I redattori della bozza del documento della Commissione sono stati indotti a sottacere tali differenze per la persuasione che l’Europa non possa influire sulle scelte USA, ma solo allinearsi ad esse. Non possa cioè attenuare una rivalità che rischia di marginalizzarla ulteriormente dal “grande gioco geopolitico” mondiale. Si tratta di una constatazione realistica. La confermano il declino demografico e quello economico dell’Europa. Nel 2050, nessun paese europeo sarà fra i sette più ricchi del mondo. L’UE sarà sempre meno propensa ad usare l’hard power. Il suo pressoché esclusivo affidamento sul soft power la marginalizzerà nelle questioni che contano.
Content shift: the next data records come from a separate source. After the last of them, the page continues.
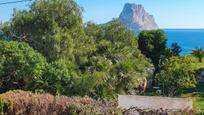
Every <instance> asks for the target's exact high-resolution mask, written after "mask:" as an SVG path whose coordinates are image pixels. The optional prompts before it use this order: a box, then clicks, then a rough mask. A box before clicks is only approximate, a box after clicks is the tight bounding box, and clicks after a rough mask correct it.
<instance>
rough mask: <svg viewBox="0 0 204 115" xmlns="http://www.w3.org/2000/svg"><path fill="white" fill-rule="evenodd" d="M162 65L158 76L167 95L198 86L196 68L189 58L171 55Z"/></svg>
mask: <svg viewBox="0 0 204 115" xmlns="http://www.w3.org/2000/svg"><path fill="white" fill-rule="evenodd" d="M160 66H161V72H160V73H158V74H157V75H156V78H157V80H158V83H159V85H160V86H161V88H162V87H163V88H164V89H163V91H164V93H165V94H166V95H167V96H175V95H177V94H179V91H181V90H182V89H184V88H194V87H196V84H197V78H196V76H195V75H196V74H195V70H194V68H193V67H192V65H191V60H189V59H188V58H186V57H171V58H170V59H166V60H165V61H163V62H162V63H161V64H160Z"/></svg>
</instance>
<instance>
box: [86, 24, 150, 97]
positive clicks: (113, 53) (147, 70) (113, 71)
mask: <svg viewBox="0 0 204 115" xmlns="http://www.w3.org/2000/svg"><path fill="white" fill-rule="evenodd" d="M85 30H86V32H89V31H90V30H96V31H92V33H90V32H89V33H87V34H89V36H92V37H93V38H94V39H95V42H96V44H97V45H96V52H94V54H93V55H92V56H90V58H89V59H90V61H89V63H87V65H89V67H87V66H85V68H86V69H88V68H89V69H90V70H91V71H88V74H90V75H91V76H93V77H95V78H97V79H99V80H97V81H100V82H99V83H97V84H96V86H95V90H96V92H97V93H98V94H100V95H101V96H102V97H106V96H107V94H114V93H112V92H115V93H126V92H127V91H128V90H130V89H134V88H137V87H138V86H139V85H140V84H142V83H143V79H145V78H146V77H149V76H150V75H151V72H149V71H148V69H149V68H150V67H151V64H150V63H149V62H148V61H147V59H146V58H145V57H144V56H143V55H142V54H141V53H140V51H139V50H138V48H137V46H138V45H137V40H136V37H135V35H134V33H132V32H131V31H129V30H128V29H127V28H126V27H125V26H124V25H123V24H122V22H120V21H119V20H114V21H113V23H110V24H108V25H106V26H102V27H100V26H98V27H97V26H96V25H94V24H93V23H90V22H89V23H88V24H87V26H86V28H85ZM104 94H105V95H104Z"/></svg>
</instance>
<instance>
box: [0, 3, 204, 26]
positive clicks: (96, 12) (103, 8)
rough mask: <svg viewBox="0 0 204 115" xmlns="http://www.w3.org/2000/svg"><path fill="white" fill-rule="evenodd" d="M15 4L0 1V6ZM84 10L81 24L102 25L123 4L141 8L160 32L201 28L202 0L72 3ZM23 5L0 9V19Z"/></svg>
mask: <svg viewBox="0 0 204 115" xmlns="http://www.w3.org/2000/svg"><path fill="white" fill-rule="evenodd" d="M8 1H16V0H0V3H1V2H8ZM76 1H77V3H78V4H79V5H80V6H82V7H83V8H84V13H83V18H84V22H86V21H89V20H91V21H94V22H96V23H105V22H108V21H110V20H111V19H112V18H117V17H118V16H119V15H120V12H121V11H122V9H123V6H124V4H125V3H127V2H128V3H136V4H142V5H143V6H144V8H145V9H146V11H147V12H149V13H150V14H152V15H154V17H155V20H156V22H157V24H158V25H159V26H160V27H161V28H204V0H76ZM27 6H28V2H27V3H18V4H10V5H3V6H0V19H1V20H4V21H5V20H9V18H10V17H11V15H12V12H13V8H17V9H24V8H26V7H27Z"/></svg>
Lo si vede già con Erdogan. Solo con un rilancio della cooperazione transatlantica potrà mantenerne un minimo d’influenza nel mondo. Forse solo così potrà salvaguardare il suo attuale alto livello di vita.

I futuri rapporti transatlantici saranno più squilibrati a favore degli USA di quanto lo furono nella guerra fredda con l’URSS. Allora l’Europa costituiva il teatro principale del confronto strategico bipolare e le sue forze convenzionali erano essenziali per gli USA. Nella “nuova guerra fredda”, il teatro principale della rivalità fra gli USA e la Cina è l’Indo-Pacifico. Pur essendone profondamente coinvolta, l’Europa potrà fare ben poco per influire sulla politica di Washington. E’ stata emarginata dallo spostamento del centro strategico del mondo dall’Atlantico all’Indo-Pacifico. Non ha alternative all’allineamento alla “grande strategia” USA nei riguardi della Cina, anche in campo commerciale e, soprattutto nel settore dell’embargo delle tecnologie strategicamente critiche. Al riguardo, dovrà sopportare notevoli costi, in nome della solidarietà transatlantica, della promozione della democrazia e del multilateralismo, cioè di principi talvolta confliggenti con i suoi particolari interessi materiali, senza poter influire, se non marginalmente, sulle scelte di Washington.